Tower-Houses of the Scottish Borders

Meeting date
Speaker(s)

Alistair Maxwell-Irving

Meeting report

The second bi-fortnightly lecture on 21 October, attended by 72 members and guests, was given by Alistair Maxwell-Irving on The Tower-Houses of the Scottish Borders. The speaker, a noted authority and author of two definitive books on the subject, gave a comprehensive overview of these formidable buildings.

Their origins can be traced back perhaps 3000 years in European and Middle Eastern history, but the speaker began with comparison of the towers of medieval southern Europe, particualrly northern Italy. Tower building there was largely undertaken by powerful families living in cities. Florence, for instance, still has 100 surviving towers, and a 1551 ilustration of Siena shows it full of towers. The speaker used San Gimignano, a small hill town in Tuscany (and a Unesco world heritage site), to dramatically illustrate this almost mania for tower-building by the nobility and rich merchant classes of mediaeval Italy. One interesting point of contrast with Scottish Borders tower-houses was the massive foundations present at San Gimignano (a reflection perhaps of the tectonic instability of that region of Italy?)

The oldest tower-house in Scotland is Cubbie's Roos Castle, built in 1150 on Wyre, Orkney. Its name is a corruption of Holbein Hruga, thought to have been the original builder, and the tower is mentioned in both the Orkneyinga Saga and King Haakon's Saga. In northern Europe, the Normans built our more familiar castles but, even there, there was generally a massive keep at the heart of each Norman castle, although they evolved over time to more elaborate structures where the keep might become less obvious. Scottish Tower-Houses also showed evolution over time, the speaker using twelth-century Mote of Urr, thirteenth-century Caerlaverock and Deeside's fourteenth-century Drum Castle (with its 12-foot thick walls), fifteenth-century Cardoness and sixteenth-century Comlongon Castle to illustrate his point. The last example had some many extra rooms honeycombed into its massive walls that it required supports to keep it from collapsing.

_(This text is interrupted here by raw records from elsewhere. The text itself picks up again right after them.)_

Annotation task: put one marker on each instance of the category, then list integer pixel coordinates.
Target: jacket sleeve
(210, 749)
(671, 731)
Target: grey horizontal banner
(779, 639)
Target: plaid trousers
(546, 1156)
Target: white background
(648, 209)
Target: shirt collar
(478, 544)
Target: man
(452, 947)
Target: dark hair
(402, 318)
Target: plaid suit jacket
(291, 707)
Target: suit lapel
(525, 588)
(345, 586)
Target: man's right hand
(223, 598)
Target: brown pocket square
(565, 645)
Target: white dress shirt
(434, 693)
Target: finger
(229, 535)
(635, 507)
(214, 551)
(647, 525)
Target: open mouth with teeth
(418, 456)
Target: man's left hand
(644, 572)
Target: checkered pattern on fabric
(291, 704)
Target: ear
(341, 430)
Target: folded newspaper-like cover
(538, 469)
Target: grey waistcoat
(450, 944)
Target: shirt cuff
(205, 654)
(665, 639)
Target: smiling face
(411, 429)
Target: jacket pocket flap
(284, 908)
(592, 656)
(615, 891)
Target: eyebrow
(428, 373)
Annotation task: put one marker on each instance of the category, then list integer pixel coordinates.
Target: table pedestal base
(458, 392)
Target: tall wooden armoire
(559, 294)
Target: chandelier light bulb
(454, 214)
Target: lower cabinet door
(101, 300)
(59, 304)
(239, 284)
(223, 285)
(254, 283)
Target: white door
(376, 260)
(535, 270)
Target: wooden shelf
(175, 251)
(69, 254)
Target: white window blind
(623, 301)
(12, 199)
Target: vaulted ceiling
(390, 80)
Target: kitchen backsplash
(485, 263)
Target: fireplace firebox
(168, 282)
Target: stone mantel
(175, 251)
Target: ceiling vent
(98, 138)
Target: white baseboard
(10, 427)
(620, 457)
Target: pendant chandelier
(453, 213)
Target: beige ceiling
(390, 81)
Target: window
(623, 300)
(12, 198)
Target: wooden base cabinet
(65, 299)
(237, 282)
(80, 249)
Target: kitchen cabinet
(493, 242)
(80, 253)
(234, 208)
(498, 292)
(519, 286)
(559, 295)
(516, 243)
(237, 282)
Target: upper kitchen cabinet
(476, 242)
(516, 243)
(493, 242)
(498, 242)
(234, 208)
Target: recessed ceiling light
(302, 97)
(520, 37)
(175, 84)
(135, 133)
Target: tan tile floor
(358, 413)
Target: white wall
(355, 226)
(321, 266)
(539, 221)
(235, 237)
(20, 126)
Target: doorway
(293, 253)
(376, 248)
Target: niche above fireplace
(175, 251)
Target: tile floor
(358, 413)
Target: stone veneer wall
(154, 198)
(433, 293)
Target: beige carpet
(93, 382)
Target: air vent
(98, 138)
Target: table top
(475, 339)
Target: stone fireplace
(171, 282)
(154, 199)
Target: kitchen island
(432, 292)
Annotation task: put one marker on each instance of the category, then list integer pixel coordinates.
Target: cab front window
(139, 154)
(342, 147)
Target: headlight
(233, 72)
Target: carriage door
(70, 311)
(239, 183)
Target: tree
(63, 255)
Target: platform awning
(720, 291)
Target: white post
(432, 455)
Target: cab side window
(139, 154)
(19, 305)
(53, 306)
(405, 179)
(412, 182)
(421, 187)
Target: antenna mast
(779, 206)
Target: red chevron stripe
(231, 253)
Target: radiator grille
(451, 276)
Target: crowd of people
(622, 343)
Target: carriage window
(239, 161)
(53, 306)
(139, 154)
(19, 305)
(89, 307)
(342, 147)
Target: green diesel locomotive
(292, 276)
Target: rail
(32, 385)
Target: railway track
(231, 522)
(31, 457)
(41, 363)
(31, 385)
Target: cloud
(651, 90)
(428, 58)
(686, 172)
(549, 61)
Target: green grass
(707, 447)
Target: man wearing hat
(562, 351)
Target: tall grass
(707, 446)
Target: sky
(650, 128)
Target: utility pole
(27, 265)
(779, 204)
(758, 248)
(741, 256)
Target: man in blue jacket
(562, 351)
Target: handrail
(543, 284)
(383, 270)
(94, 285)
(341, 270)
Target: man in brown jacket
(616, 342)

Despite their generally simpler form than Norman castles, tower-houses were not isolated structures, but generally constituted the heart (and last refuge for the family that owned them) of a complex of ancillary buildings such as kitchens, stables, accommodation for the garrison and other retainers, and buildings for storage. Rather than functioning solely as refuge in times of war, these tower-houses were the living quarters of the family owning them and, as such, were often made as comfortable and elaborate as possible within, as well as displaying their power and wealth. The speaker chose to illustrate this point with examples of armorial crests, ogee-arched carved recesses or aumbries called 'buffets' (for displaying important family possessions rather than the modern usage) as well as the more functional garderobes, the term originally meaning wardrobes or lockable stores for valuables, but latterly coming to mean a latrine or privy. (Balvaird Tower-house or Castle in Perthshire even had a flushing garderobe!) Tower-houses and castles (such as Edinburgh Castle) also oftened had Laird's Lugs, listening devices such as hidden openings in walls, allowing the lord to eavesdrop on conversations in the Great Hall.

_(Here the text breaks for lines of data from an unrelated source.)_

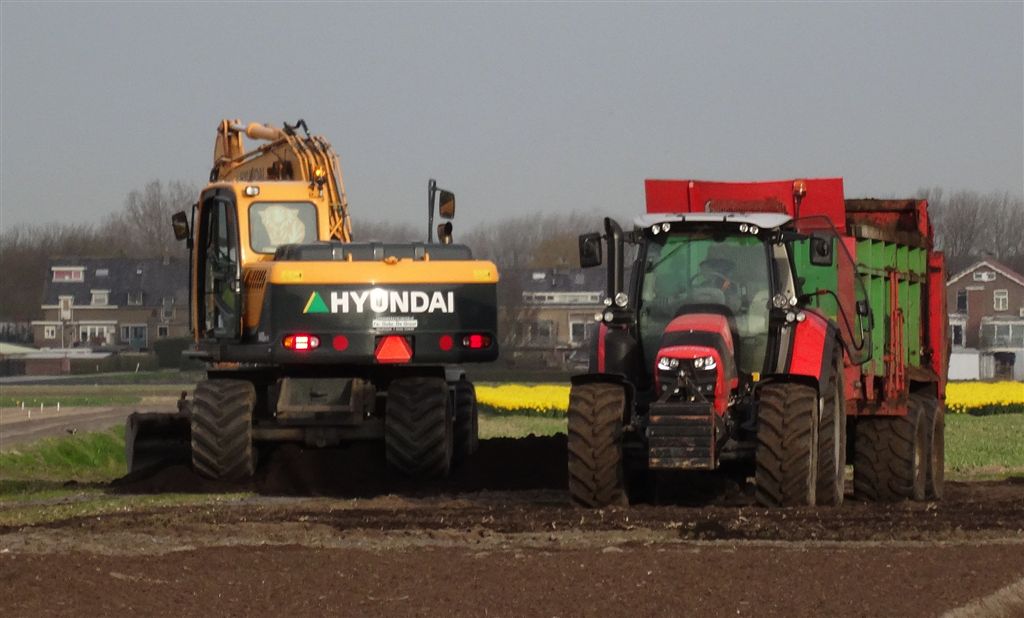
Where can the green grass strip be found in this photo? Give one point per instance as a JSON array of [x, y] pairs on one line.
[[91, 457]]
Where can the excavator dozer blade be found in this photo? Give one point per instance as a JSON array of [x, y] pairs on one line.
[[157, 440]]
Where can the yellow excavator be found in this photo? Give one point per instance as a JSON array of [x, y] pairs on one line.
[[310, 337]]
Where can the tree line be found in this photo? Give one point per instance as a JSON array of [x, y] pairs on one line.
[[969, 225]]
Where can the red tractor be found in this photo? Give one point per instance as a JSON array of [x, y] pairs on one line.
[[771, 326]]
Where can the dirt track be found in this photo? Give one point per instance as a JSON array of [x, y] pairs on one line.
[[499, 538]]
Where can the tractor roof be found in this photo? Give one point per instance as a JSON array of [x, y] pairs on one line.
[[762, 220]]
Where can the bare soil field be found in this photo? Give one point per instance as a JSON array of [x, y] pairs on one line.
[[331, 531]]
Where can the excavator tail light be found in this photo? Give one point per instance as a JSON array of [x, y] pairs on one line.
[[476, 341], [301, 343]]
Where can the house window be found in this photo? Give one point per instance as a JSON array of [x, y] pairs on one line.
[[578, 332], [66, 303], [957, 335], [94, 334], [962, 301], [541, 333], [168, 308], [1003, 335], [1000, 300], [69, 273]]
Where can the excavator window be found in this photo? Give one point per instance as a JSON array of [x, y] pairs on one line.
[[274, 223], [218, 268]]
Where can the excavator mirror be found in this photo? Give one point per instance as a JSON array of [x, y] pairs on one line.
[[444, 232], [446, 209], [179, 221], [590, 250]]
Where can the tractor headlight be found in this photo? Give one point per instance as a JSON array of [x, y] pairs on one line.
[[667, 364], [705, 362]]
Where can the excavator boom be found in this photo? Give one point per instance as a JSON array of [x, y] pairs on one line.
[[286, 156]]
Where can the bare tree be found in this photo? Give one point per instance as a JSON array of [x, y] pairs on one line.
[[143, 225], [971, 225]]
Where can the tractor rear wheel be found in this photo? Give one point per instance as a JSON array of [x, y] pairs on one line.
[[786, 452], [890, 456], [935, 440], [595, 444], [832, 437], [222, 429], [418, 427], [466, 422]]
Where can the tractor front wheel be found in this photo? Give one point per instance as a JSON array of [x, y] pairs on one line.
[[786, 451], [595, 445]]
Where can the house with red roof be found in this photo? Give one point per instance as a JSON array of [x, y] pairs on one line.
[[985, 303]]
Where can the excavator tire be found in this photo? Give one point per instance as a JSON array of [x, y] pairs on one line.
[[222, 429], [466, 422], [890, 456], [935, 439], [595, 457], [418, 428], [832, 437], [786, 452]]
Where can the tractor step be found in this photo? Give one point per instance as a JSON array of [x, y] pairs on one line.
[[681, 436]]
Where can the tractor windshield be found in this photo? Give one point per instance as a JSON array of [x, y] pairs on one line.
[[697, 268]]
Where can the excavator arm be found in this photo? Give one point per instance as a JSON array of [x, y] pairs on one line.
[[286, 156]]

Physical defence was not neglected, however, and tower-houses were usually protected by parapets, murder holes, arrow-slits and later gunloops once firearms were invented, the speaker showing illustrations of several early guns as examples. Another common form of defence was the machicolation, a projecting battlement with holes through which stones or boiling oil could be dropped on attackers below. The archetypal Scottish protective device on tower-houses, predating its adoption in England, was the yett or strong iron-grid gate, a peculiar feature of Scottish yetts being the nature of the joint between intersecting metal bars. Rather that the pattern everywhere else in Europe of using bolts through drilled holes, joints were securely held in place by sandwiching one cross-piece within the contrary one. Tower-houses often also had prisons but, as a consequence of the disaster to the Scottish Monarchy, Nobility and People that had been the Battle of Flodden (The Floo'ers o' the Forest are a' wede away), no tower-houses built after 1514 had a prison.

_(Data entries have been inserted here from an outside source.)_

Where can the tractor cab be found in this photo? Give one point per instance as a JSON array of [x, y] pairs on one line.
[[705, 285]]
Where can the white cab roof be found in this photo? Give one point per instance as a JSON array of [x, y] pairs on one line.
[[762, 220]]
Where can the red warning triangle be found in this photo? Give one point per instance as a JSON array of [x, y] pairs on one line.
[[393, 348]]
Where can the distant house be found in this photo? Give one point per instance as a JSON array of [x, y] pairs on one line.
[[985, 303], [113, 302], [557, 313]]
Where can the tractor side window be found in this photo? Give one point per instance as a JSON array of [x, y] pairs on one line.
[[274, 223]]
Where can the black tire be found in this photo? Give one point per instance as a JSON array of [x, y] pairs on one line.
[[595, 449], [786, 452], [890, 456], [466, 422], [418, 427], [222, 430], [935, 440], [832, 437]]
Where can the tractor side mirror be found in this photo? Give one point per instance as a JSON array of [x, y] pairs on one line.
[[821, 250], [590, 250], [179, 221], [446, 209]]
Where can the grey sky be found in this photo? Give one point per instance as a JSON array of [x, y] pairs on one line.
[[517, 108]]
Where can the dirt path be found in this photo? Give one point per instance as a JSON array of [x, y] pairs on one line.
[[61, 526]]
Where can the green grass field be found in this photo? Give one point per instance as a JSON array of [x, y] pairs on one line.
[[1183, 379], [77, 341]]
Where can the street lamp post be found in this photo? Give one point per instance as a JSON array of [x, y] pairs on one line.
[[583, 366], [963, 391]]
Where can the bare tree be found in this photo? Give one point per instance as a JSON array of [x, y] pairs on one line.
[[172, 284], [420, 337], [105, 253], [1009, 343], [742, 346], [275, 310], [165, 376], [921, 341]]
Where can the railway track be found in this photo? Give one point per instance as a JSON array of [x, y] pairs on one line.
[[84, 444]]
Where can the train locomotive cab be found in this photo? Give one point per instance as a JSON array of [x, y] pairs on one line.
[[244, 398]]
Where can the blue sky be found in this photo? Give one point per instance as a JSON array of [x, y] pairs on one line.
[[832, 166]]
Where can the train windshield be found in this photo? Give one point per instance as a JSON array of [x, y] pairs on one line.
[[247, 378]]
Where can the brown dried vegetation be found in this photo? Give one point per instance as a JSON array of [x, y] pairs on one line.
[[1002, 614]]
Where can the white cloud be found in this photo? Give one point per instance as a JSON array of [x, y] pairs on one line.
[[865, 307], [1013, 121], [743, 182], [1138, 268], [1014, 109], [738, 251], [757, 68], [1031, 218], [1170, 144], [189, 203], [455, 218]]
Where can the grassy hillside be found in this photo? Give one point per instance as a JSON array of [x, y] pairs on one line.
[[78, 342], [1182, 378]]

The speaker touched on Bastle houses (farmhouses fortfied by commoners against reiver raids), ruinous and modern-day restored towers and associated features such as deer parks, but concluded with a humorous account of disputed inheritance and the military strength of sixteenth-century Stapleton Tower, near Annan. Judged to have been wrongly seized in 1626 by the sons of the original builder, Edward Irving, it was beseiged three times, falling only on the third attempt and taking, it was said, 4 earls, 2 lords, 3 knights, 9 lairds and all their forces to expel the occupying brothers and return it to its rightful owner.